また、その文化を支えている同人誌印刷企業でいうと、少ない部数の同人誌に対しても、キメ細かく、早いタイミングで印刷できるシステムは海外には例がなく、同人誌を支える周辺企業の存在を抜きにしてコミケは語れないと感じました。

――コロナ禍により、コミケに携わる周辺産業や関連企業が大きな打撃を受けたと聞きました。

【藤末健三】コロナ禍で、同人誌印刷企業も売り上げが2~3割に落ち込み大損害を受けましたが、政府からの補填や支援がまったくない状況でした。そこで、この問題を国会で議論することにより、文化庁の『ARTS for the future!事業』(コロナ禍を乗り越えるための文化芸術活動の充実支援事業)という文化芸術支援に、同人誌即売会を特別な支援枠として入れてもらいました。

さらに、別の問題として「個人のクリエイターへの支援がない!」という新しい問題も生まれましたので、「ARTS for the future! 2」という支援枠も進んでいるところです。昨年、個人を対象とした文化芸術活動の継続支援事業という支援もありましたが、こちらは応募が非常に多かったために対応できず、廃止してしまったのですが、個人のクリエイターに対する支援が今こうして求められていることも現状の1つです。

■守りたかったのは、同人誌即売会という“生きた場”が生み出す創作文化

――日本が誇るコミケの役割とは、どんなものでしょうか?

【藤末健三】コミケは漫画文化の大きな裾野の役割を果たしており、これ無くして“高みの作品”の質は担保されないと思っています。
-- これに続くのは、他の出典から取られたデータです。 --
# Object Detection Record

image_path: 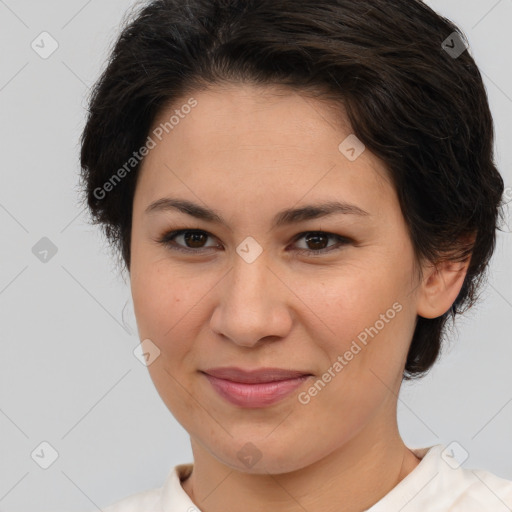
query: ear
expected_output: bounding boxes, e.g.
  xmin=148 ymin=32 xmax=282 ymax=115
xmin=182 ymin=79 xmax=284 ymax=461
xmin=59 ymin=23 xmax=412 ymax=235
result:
xmin=417 ymin=258 xmax=470 ymax=318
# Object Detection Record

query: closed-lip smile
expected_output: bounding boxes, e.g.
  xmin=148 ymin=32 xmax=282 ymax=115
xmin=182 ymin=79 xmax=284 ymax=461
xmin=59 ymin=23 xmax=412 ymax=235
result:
xmin=200 ymin=367 xmax=312 ymax=408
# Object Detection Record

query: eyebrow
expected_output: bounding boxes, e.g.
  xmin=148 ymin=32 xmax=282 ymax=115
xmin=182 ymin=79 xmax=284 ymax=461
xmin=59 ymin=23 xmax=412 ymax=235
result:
xmin=146 ymin=197 xmax=370 ymax=229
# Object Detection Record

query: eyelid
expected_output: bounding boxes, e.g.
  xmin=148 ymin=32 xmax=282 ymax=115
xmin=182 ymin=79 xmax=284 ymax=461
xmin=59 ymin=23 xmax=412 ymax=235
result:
xmin=157 ymin=228 xmax=353 ymax=257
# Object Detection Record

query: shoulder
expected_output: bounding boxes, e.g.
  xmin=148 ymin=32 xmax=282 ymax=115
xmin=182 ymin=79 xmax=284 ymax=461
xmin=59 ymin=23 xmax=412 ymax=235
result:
xmin=444 ymin=468 xmax=512 ymax=512
xmin=411 ymin=445 xmax=512 ymax=512
xmin=102 ymin=488 xmax=162 ymax=512
xmin=90 ymin=463 xmax=193 ymax=512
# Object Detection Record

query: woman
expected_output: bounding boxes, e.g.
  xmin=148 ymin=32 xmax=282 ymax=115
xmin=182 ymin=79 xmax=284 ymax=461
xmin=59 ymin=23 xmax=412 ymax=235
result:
xmin=81 ymin=0 xmax=512 ymax=512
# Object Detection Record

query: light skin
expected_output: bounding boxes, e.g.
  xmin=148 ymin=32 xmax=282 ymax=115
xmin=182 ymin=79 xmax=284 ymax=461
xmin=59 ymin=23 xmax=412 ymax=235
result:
xmin=130 ymin=84 xmax=467 ymax=512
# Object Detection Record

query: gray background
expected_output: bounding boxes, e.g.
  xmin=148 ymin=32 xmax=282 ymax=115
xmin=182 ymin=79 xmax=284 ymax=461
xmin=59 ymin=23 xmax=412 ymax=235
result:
xmin=0 ymin=0 xmax=512 ymax=512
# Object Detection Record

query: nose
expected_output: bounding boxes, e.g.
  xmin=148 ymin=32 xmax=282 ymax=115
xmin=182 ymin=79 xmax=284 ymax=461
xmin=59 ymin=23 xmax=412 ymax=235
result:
xmin=210 ymin=255 xmax=293 ymax=347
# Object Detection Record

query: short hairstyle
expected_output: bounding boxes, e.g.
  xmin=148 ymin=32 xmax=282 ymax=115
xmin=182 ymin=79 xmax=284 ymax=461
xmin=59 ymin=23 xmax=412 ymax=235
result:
xmin=80 ymin=0 xmax=504 ymax=379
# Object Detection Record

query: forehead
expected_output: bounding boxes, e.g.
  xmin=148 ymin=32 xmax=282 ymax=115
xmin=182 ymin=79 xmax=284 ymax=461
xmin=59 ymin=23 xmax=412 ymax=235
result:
xmin=138 ymin=84 xmax=396 ymax=219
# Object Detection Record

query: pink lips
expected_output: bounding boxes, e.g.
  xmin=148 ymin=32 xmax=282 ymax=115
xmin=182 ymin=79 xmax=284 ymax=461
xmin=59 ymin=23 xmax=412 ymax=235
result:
xmin=202 ymin=367 xmax=311 ymax=408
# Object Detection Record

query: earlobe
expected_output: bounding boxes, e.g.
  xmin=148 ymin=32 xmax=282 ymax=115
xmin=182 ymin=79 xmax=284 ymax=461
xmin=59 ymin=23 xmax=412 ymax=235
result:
xmin=417 ymin=258 xmax=469 ymax=318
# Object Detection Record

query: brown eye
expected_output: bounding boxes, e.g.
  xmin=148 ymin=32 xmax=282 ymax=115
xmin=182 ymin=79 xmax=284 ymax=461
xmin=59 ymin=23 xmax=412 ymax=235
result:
xmin=159 ymin=229 xmax=215 ymax=252
xmin=295 ymin=231 xmax=350 ymax=256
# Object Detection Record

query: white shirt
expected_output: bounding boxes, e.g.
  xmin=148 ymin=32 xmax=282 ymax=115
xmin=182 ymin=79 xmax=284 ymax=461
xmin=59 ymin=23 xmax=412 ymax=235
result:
xmin=99 ymin=445 xmax=512 ymax=512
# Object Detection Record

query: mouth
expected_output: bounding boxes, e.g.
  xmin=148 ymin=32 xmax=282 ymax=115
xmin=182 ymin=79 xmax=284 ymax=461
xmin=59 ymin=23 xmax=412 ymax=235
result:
xmin=200 ymin=367 xmax=313 ymax=408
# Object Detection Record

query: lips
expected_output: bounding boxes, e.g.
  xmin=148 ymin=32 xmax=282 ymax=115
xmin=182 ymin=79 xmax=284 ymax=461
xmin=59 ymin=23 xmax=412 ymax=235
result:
xmin=201 ymin=368 xmax=312 ymax=408
xmin=204 ymin=367 xmax=311 ymax=384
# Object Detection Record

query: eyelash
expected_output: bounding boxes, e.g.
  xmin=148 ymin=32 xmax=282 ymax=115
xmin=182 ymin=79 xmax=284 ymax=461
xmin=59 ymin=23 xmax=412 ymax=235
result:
xmin=158 ymin=229 xmax=351 ymax=256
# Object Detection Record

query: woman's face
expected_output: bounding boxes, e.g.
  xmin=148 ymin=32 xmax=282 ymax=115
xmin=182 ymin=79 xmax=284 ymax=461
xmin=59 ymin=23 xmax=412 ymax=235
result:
xmin=130 ymin=85 xmax=424 ymax=473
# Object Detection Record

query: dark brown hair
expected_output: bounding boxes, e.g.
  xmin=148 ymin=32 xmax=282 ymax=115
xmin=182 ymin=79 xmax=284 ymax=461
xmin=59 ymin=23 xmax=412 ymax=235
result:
xmin=81 ymin=0 xmax=503 ymax=379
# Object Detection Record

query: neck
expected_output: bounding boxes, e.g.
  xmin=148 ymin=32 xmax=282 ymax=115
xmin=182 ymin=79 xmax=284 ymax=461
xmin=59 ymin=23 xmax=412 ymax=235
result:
xmin=182 ymin=416 xmax=420 ymax=512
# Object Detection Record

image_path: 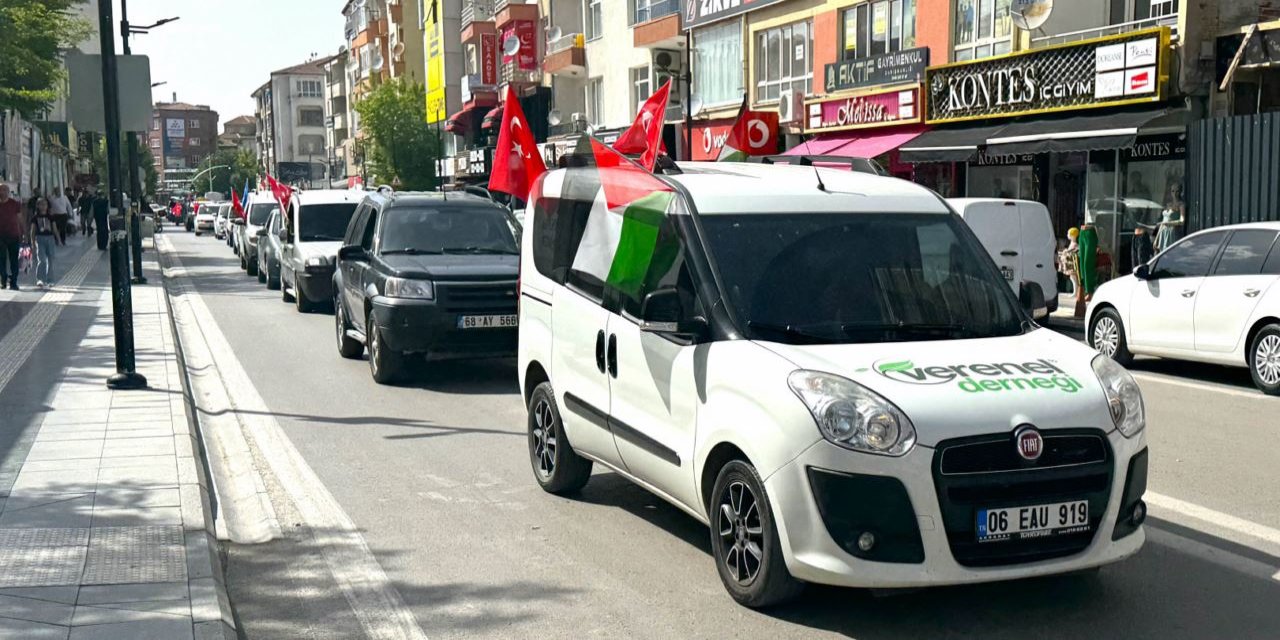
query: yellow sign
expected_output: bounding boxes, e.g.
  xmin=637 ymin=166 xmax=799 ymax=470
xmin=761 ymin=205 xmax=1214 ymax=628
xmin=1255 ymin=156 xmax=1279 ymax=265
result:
xmin=422 ymin=0 xmax=449 ymax=124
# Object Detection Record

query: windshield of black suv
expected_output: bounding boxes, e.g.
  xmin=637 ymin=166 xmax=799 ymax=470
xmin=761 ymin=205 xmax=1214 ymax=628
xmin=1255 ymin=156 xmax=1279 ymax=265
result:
xmin=701 ymin=214 xmax=1024 ymax=344
xmin=298 ymin=202 xmax=356 ymax=242
xmin=248 ymin=202 xmax=280 ymax=227
xmin=379 ymin=206 xmax=520 ymax=256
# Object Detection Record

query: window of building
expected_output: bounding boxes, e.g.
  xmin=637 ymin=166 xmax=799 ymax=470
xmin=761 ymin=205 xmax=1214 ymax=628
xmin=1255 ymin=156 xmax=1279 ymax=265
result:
xmin=755 ymin=20 xmax=813 ymax=102
xmin=582 ymin=0 xmax=604 ymax=40
xmin=631 ymin=67 xmax=653 ymax=113
xmin=585 ymin=78 xmax=604 ymax=124
xmin=841 ymin=0 xmax=915 ymax=60
xmin=955 ymin=0 xmax=1014 ymax=61
xmin=298 ymin=108 xmax=324 ymax=127
xmin=694 ymin=20 xmax=742 ymax=105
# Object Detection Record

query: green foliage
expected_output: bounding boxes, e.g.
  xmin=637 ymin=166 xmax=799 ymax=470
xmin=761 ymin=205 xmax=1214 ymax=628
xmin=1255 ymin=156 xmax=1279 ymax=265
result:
xmin=192 ymin=148 xmax=257 ymax=198
xmin=0 ymin=0 xmax=93 ymax=116
xmin=356 ymin=78 xmax=440 ymax=191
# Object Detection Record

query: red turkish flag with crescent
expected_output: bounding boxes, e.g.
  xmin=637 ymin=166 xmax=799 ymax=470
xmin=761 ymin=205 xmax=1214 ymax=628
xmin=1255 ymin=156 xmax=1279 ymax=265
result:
xmin=489 ymin=88 xmax=547 ymax=201
xmin=613 ymin=79 xmax=671 ymax=172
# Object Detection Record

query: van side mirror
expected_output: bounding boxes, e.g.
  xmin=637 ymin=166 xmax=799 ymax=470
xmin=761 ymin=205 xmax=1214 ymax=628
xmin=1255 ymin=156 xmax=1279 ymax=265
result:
xmin=1018 ymin=280 xmax=1048 ymax=320
xmin=640 ymin=287 xmax=707 ymax=338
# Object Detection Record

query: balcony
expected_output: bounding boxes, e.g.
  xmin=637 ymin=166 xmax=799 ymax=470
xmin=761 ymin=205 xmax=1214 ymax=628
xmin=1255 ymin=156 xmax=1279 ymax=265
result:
xmin=631 ymin=0 xmax=685 ymax=49
xmin=1032 ymin=14 xmax=1178 ymax=49
xmin=543 ymin=33 xmax=586 ymax=78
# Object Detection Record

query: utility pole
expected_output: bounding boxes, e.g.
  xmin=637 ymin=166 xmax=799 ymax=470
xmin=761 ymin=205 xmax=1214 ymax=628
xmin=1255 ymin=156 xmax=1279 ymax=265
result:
xmin=97 ymin=0 xmax=147 ymax=389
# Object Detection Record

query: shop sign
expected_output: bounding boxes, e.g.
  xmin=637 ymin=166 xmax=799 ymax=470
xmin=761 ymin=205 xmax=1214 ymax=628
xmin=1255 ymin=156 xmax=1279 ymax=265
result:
xmin=502 ymin=20 xmax=538 ymax=72
xmin=824 ymin=46 xmax=929 ymax=93
xmin=925 ymin=27 xmax=1170 ymax=124
xmin=805 ymin=86 xmax=922 ymax=133
xmin=684 ymin=0 xmax=781 ymax=31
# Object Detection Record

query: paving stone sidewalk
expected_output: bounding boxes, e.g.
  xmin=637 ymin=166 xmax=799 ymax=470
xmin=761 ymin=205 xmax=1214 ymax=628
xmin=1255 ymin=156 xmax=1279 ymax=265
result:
xmin=0 ymin=242 xmax=234 ymax=640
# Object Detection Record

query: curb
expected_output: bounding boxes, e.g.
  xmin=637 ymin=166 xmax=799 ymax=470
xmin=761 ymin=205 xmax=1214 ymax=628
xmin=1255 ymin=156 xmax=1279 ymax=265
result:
xmin=152 ymin=241 xmax=239 ymax=640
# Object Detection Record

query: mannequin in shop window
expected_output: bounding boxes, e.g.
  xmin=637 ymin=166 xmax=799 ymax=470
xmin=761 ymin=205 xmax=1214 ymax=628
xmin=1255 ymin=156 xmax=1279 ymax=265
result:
xmin=1156 ymin=180 xmax=1187 ymax=252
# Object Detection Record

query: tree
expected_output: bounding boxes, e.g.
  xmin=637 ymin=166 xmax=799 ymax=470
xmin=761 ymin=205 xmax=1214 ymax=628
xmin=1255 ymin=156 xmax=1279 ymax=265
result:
xmin=356 ymin=78 xmax=440 ymax=191
xmin=192 ymin=148 xmax=257 ymax=197
xmin=0 ymin=0 xmax=93 ymax=116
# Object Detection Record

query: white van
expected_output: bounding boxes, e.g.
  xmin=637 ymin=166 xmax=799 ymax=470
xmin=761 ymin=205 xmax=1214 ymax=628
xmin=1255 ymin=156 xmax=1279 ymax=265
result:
xmin=947 ymin=198 xmax=1057 ymax=319
xmin=518 ymin=151 xmax=1147 ymax=607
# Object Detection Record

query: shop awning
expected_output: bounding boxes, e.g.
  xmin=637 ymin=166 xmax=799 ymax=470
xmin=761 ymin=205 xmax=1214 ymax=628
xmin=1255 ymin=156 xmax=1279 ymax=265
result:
xmin=987 ymin=109 xmax=1187 ymax=156
xmin=782 ymin=127 xmax=927 ymax=157
xmin=899 ymin=124 xmax=1005 ymax=163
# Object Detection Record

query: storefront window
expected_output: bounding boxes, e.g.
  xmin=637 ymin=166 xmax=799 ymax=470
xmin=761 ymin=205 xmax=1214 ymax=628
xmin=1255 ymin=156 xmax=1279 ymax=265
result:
xmin=694 ymin=20 xmax=742 ymax=106
xmin=955 ymin=0 xmax=1014 ymax=61
xmin=841 ymin=0 xmax=915 ymax=60
xmin=755 ymin=20 xmax=813 ymax=102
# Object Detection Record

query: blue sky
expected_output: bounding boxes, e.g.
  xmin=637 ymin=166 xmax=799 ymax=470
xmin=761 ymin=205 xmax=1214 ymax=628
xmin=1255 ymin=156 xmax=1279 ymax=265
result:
xmin=116 ymin=0 xmax=346 ymax=130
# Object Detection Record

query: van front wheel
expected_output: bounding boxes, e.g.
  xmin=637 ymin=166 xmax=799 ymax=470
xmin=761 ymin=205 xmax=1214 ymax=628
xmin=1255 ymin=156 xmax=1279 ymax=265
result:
xmin=709 ymin=460 xmax=804 ymax=609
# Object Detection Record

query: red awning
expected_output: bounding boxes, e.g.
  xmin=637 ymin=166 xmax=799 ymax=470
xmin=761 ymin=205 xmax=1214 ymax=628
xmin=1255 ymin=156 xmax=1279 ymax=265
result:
xmin=783 ymin=125 xmax=928 ymax=157
xmin=480 ymin=106 xmax=502 ymax=129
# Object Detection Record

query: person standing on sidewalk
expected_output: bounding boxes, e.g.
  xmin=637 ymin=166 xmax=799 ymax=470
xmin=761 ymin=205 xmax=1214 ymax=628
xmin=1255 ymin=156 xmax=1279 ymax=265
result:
xmin=31 ymin=198 xmax=58 ymax=289
xmin=0 ymin=182 xmax=24 ymax=291
xmin=49 ymin=187 xmax=72 ymax=247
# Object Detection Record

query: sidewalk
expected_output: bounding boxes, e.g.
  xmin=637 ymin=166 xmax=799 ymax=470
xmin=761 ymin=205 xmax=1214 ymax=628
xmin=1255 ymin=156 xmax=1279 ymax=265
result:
xmin=0 ymin=235 xmax=236 ymax=640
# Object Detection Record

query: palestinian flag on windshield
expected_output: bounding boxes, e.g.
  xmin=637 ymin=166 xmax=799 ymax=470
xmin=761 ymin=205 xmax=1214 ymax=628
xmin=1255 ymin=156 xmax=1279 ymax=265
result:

同人誌即売会という“生きた場”から次々と有能なクリエイターが生まれ、関連産業への波及効果も大きく、コミケは日本の創作文化を支える産業として唯一無二の存在だと思います。

――この2年、関連企業からはどのような声がありましたか?

【藤末健三】印刷事業者の方々にコミケがないことで受けた損害についてお聞きすると、どの方も“創作文化の担い手”であることに対する強い自負も持っておられ、損害もさることながら、「同人文化にとっての“生きた場”を守ってほしい」という痛切な声をいくつもいただきました。もちろん、コミックマーケットでの需要は大変大きいので、今回のコミケの開催がなければ「ウチは潰れていた…」という企業の声もありました。

――では今回のコミケを開催するにあたって「最大の壁」となったのはどんな点でしょうか?
  
【藤末健三】コロナ感染症は昨年12月の時点で、第6波の直前でした。主催側としてはいつコロナが来るかわからない不安のなかで、中止の可能性、多額の会場キャンセル費によるリスクを負いながら、多くの出展者やボランティアを巻き込んで、即売会を開催するという決定を下すことが難しかったと思います。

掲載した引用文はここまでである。